Dr Simon Taylor, Co-founder and Research Director, Zappar
Last week the AR world was surprised to learn of the $542 million investment into Magic Leap. I don’t know if anyone else had heard of them before but I certainly hadn’t, and it looks like their website came out of stealth mode just after the announcement. Precious little information is available publicly other than a couple of patent applications and a website full of dreams, but having skimmed those details it did get me thinking about the requirements for a wearable display to enable truly immersive AR applications.
What is an AR experience and how can it be delivered?
Google Glass has been widely described as an “Augmented Reality” display. To me this always felt like a stretch (although to be fair to them I don’t think it’s a term Google themselves use to describe Glass). There is no universally accepted definition of what AR actually is, but I like the criteria proposed by Ron Azuma, way back in 1997 (1). Azuma says to be considered “Augmented Reality” an experience must have 3 characteristics:
- Combine real and virtual
- Be interactive in real time
- Be registered in 3D
I like that definition as it doesn’t mention anything about the hardware devices used to deliver the experience or the type of sensors or tracking employed to meet the “registered in 3D” requirement.
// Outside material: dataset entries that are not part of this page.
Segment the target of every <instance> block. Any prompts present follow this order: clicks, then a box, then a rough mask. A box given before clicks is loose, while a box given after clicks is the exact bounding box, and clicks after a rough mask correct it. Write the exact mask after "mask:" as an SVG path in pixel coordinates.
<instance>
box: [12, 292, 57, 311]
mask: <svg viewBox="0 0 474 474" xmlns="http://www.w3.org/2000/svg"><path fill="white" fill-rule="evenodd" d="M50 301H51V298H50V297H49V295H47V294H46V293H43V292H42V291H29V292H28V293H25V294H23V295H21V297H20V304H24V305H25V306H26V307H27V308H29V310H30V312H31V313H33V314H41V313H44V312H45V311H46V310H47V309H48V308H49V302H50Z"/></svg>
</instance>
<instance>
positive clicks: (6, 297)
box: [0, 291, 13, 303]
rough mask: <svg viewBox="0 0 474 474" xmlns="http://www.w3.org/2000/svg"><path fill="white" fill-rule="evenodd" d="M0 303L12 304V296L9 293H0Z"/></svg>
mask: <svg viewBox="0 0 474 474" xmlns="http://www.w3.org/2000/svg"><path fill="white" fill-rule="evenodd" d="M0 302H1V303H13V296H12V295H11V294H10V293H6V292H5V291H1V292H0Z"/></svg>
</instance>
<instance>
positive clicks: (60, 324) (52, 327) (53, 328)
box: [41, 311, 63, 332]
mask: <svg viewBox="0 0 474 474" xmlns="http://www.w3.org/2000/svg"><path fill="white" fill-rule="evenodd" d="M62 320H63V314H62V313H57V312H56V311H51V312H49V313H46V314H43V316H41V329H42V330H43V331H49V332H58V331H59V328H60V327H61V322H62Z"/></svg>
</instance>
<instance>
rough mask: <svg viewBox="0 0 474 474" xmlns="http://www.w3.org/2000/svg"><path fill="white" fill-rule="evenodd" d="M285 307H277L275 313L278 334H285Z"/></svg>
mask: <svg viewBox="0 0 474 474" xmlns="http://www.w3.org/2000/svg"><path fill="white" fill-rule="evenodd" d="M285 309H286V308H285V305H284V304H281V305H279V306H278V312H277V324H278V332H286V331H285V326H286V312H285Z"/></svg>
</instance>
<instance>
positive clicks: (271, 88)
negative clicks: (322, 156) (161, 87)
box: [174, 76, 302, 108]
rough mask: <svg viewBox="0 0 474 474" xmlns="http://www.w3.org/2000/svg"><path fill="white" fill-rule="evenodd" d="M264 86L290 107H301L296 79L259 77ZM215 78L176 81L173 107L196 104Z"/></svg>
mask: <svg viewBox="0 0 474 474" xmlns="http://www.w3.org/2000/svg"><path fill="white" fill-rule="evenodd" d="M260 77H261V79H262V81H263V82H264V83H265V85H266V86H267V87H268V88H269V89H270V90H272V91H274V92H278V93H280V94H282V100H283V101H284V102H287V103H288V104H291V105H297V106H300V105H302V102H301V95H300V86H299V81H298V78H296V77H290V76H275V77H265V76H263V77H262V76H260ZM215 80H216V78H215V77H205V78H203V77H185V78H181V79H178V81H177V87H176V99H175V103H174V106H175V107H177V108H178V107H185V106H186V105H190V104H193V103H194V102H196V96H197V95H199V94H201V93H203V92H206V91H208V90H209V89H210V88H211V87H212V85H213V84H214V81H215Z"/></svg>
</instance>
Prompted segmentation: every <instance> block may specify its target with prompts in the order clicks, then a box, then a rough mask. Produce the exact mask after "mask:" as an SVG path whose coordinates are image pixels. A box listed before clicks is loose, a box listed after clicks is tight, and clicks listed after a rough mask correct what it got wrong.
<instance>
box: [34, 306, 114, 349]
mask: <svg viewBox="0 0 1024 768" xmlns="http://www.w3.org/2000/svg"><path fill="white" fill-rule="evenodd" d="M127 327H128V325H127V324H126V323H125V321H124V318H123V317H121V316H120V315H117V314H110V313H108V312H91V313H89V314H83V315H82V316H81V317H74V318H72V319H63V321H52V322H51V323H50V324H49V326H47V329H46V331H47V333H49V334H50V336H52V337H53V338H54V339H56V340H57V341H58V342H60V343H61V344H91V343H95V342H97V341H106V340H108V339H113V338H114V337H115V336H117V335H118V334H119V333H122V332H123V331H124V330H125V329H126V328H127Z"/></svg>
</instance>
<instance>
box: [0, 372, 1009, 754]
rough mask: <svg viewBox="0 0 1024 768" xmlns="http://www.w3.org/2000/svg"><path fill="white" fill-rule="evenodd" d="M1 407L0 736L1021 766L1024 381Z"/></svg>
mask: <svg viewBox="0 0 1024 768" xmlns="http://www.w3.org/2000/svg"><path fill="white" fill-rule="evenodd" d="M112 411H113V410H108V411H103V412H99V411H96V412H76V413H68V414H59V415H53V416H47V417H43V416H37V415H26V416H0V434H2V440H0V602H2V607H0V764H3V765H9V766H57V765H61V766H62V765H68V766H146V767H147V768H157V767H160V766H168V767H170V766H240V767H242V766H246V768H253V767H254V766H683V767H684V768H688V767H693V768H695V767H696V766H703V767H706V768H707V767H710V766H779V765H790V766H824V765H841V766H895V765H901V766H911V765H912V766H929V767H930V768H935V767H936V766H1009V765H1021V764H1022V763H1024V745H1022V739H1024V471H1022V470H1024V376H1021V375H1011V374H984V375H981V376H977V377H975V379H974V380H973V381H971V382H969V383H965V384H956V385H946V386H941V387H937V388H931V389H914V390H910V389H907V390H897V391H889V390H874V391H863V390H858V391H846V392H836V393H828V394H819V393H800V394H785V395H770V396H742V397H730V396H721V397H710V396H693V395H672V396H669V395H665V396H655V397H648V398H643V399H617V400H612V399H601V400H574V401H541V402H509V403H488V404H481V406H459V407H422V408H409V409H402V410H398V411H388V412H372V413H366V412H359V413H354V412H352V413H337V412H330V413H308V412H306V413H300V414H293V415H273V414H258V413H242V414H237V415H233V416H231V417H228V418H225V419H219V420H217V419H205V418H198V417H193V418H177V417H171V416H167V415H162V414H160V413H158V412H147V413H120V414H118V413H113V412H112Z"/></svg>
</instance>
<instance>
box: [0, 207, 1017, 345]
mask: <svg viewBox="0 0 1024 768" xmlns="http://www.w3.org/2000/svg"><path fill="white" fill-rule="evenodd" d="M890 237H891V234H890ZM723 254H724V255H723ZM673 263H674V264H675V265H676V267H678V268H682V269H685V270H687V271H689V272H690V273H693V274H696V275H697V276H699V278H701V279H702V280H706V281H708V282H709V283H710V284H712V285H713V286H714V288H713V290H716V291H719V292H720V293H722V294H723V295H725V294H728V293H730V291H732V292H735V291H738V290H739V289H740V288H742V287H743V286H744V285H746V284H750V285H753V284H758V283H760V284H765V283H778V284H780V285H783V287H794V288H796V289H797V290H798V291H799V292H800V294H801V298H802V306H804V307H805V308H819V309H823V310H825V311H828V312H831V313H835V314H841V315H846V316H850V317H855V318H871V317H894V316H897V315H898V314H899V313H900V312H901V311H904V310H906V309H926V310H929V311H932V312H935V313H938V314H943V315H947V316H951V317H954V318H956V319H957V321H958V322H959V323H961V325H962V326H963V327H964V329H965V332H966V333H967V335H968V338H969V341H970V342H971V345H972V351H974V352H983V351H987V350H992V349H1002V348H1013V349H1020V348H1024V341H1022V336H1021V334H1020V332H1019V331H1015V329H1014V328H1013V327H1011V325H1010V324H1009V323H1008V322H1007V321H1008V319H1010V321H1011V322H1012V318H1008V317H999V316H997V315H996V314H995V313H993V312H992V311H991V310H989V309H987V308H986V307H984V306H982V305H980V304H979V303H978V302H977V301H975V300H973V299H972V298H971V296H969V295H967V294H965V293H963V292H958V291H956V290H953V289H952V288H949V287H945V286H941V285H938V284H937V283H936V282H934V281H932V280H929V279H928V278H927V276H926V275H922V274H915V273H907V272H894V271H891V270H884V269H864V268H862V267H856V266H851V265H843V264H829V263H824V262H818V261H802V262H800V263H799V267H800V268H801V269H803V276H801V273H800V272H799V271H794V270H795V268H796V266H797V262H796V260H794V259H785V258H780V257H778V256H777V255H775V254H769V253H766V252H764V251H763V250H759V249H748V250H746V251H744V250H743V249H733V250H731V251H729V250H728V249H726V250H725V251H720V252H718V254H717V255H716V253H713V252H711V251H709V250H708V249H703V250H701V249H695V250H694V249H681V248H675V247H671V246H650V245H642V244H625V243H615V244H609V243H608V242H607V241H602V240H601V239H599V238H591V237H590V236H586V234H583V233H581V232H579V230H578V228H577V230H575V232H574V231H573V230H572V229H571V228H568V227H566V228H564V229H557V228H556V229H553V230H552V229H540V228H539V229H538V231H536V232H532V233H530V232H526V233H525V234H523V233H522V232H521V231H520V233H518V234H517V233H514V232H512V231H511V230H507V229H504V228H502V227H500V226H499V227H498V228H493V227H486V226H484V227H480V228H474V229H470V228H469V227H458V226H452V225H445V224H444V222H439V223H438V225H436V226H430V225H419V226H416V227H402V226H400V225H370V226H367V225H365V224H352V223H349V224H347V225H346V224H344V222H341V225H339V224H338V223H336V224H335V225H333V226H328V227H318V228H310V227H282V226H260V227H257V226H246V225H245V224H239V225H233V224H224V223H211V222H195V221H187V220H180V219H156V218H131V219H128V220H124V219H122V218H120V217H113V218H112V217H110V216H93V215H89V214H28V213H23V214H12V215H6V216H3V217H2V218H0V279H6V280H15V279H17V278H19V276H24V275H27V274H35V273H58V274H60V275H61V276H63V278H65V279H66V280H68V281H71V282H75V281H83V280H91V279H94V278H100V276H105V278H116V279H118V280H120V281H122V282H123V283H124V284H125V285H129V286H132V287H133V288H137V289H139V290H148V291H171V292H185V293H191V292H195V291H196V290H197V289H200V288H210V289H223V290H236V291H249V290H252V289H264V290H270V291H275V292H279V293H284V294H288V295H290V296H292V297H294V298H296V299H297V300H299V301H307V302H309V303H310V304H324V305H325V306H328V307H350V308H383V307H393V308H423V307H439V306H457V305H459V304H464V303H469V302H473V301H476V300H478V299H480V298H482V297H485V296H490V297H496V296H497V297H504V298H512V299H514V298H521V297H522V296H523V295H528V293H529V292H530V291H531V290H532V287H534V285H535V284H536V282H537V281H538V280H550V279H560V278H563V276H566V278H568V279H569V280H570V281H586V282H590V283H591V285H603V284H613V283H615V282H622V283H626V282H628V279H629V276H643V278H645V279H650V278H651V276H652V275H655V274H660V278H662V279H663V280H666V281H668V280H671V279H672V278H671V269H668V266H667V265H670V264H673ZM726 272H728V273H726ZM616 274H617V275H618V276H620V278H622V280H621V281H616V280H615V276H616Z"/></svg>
When talking about AR experiences, registration refers to positioning the virtual content so that it appears anchored to a certain place or object in the real world. Apps that use the GPS and compass on a smartphone to overlay points of interest on a live camera feed would meet the criteria, as would a head-mounted display that uses cameras to visually track a target object and optics to additively combine virtual content with the direct view of the real world.
Google Glass is by design a head-up display. It is point 3 above where it falls down on Azuma’s definition of AR - it’s not a device designed to align virtual content with the real world, it is more about simply providing pop-up notifications in a particular small part of the user’s field of view. That’s why I’ve found it hard to get too excited by the potential of Glass for AR applications. The field of view covered by the display is simply too small for what most people imagine when they think of an immersive head-mounted AR experience. You can display the live camera feed on the screen on Glass along with some AR content “registered” to that camera image, but the overall impression is a disorienting picture-in-picture effect with a small and laggy view containing the camera feed and AR content. Immersive it is not.
Smartphones and tablets tick a lot of boxes for delivering AR experiences. They are convenient mobile packages containing a good screen, camera, network connectivity, and decent processing power. Hundreds of millions of us already have them, so they represent by far the best option for delivering AR experiences to consumers today. They are the devices that have allowed AR to break out of the lab and into the hands of consumers.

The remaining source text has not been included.